Deputy Speaker of Provincial Assembly of Khyber Pakhtunkhwa
- In office 15 August 2018 – 18 January 2023
- Speaker: Mushtaq Ahmed Ghani
- Preceded by: Meher Taj Roghani
- Succeeded by: Suraya Bibi

Member of Provincial Assembly of Khyber Pakhtunkhwa
- In office 13 August 2018 – 18 January 2023
- Constituency: PK-66 (Peshawar-I)
- In office 31 May 2013 – 28 May 2018
- Constituency: PK-7 (Peshawar-VII])

Personal details
- Born: May 5, 1969 (age 57) Peshawar, Khyber Pakhtunkhwa, Pakistan
- Party: PTI (2013-present)

= Mehmood Jan =

Pakistani politician (born 1969)

Mehmood Jan (born 5 May 1969) is a Pakistani politician who served as the Deputy Speaker of the Provincial Assembly of Khyber Pakhtunkhwa, in office from August 2018 till January 2023. He had been a member of the Provincial Assembly of Khyber Pakhtunkhwa from August 2018 till January 2023. Previously, he was a member of the Provincial Assembly of Khyber Pakhtunkhwa from May 2013 to May 2018.
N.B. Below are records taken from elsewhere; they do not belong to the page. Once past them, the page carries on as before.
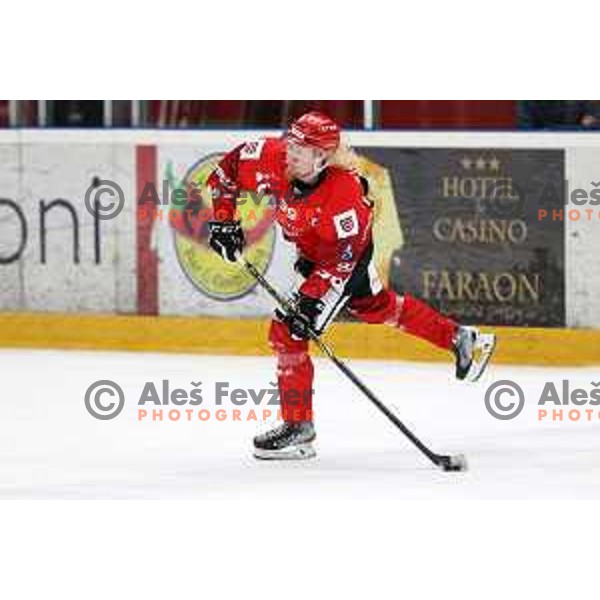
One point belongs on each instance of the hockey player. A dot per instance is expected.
(322, 207)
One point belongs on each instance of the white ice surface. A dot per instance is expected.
(51, 447)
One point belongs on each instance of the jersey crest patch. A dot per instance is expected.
(252, 150)
(346, 224)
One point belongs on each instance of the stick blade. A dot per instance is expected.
(455, 462)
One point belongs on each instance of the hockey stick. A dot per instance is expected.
(447, 462)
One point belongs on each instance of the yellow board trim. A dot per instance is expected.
(527, 346)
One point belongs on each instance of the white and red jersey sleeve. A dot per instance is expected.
(247, 167)
(343, 233)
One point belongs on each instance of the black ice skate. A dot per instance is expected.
(289, 441)
(473, 351)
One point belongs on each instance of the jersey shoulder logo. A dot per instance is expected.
(346, 224)
(252, 150)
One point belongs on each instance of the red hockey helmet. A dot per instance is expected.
(315, 129)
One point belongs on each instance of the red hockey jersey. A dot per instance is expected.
(330, 223)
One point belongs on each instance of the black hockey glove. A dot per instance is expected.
(307, 311)
(226, 238)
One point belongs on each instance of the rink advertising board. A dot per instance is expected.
(472, 241)
(439, 234)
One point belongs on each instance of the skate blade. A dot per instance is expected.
(484, 348)
(296, 452)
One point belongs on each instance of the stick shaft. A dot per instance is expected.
(285, 304)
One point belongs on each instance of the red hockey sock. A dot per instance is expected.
(295, 373)
(420, 319)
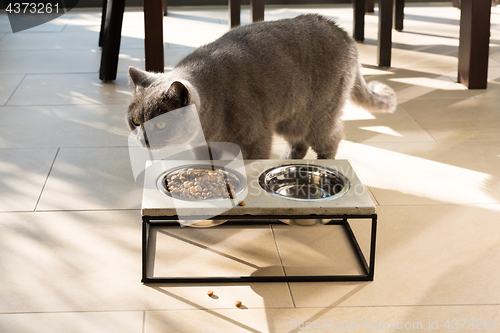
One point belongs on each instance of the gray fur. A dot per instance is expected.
(290, 77)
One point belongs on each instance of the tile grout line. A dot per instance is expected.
(46, 179)
(282, 266)
(17, 87)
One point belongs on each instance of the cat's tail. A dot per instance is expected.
(374, 96)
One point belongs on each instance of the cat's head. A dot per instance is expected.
(154, 97)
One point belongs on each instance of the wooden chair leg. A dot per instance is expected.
(385, 33)
(399, 13)
(359, 19)
(111, 40)
(234, 13)
(473, 49)
(153, 35)
(257, 10)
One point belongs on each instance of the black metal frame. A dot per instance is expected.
(369, 267)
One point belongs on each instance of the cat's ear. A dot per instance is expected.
(139, 78)
(179, 93)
==Early life and education==
He was born on 5 May 1969 in Peshawar, Pakistan.

==Political career==
He was elected to the Provincial Assembly of Khyber Pakhtunkhwa as a candidate of Pakistan Tehreek-e-Insaf (PTI) from Constituency PK-7 (Peshawar-VII) in the 2013 Pakistani general election. He received 12,583 votes and defeated Hashmat Khan, a candidate of Jamaat-e-Islami Pakistan (JI).

He was re-elected to the Provincial Assembly of Khyber Pakhtunkhwa as a candidate of PTI from Constituency PK-66 (Peshawar-I) in the 2018 Pakistani general election. Following his successful election, PTI nominated him for the office of Deputy Speaker of the Khyber Pakhtunkhwa Assembly. On 15 August, he was elected as Deputy Speaker of the Khyber Pakhtunkhwa Assembly. He received 78 votes against his opponent Jamshaid Khan Mohmand who received 30 votes.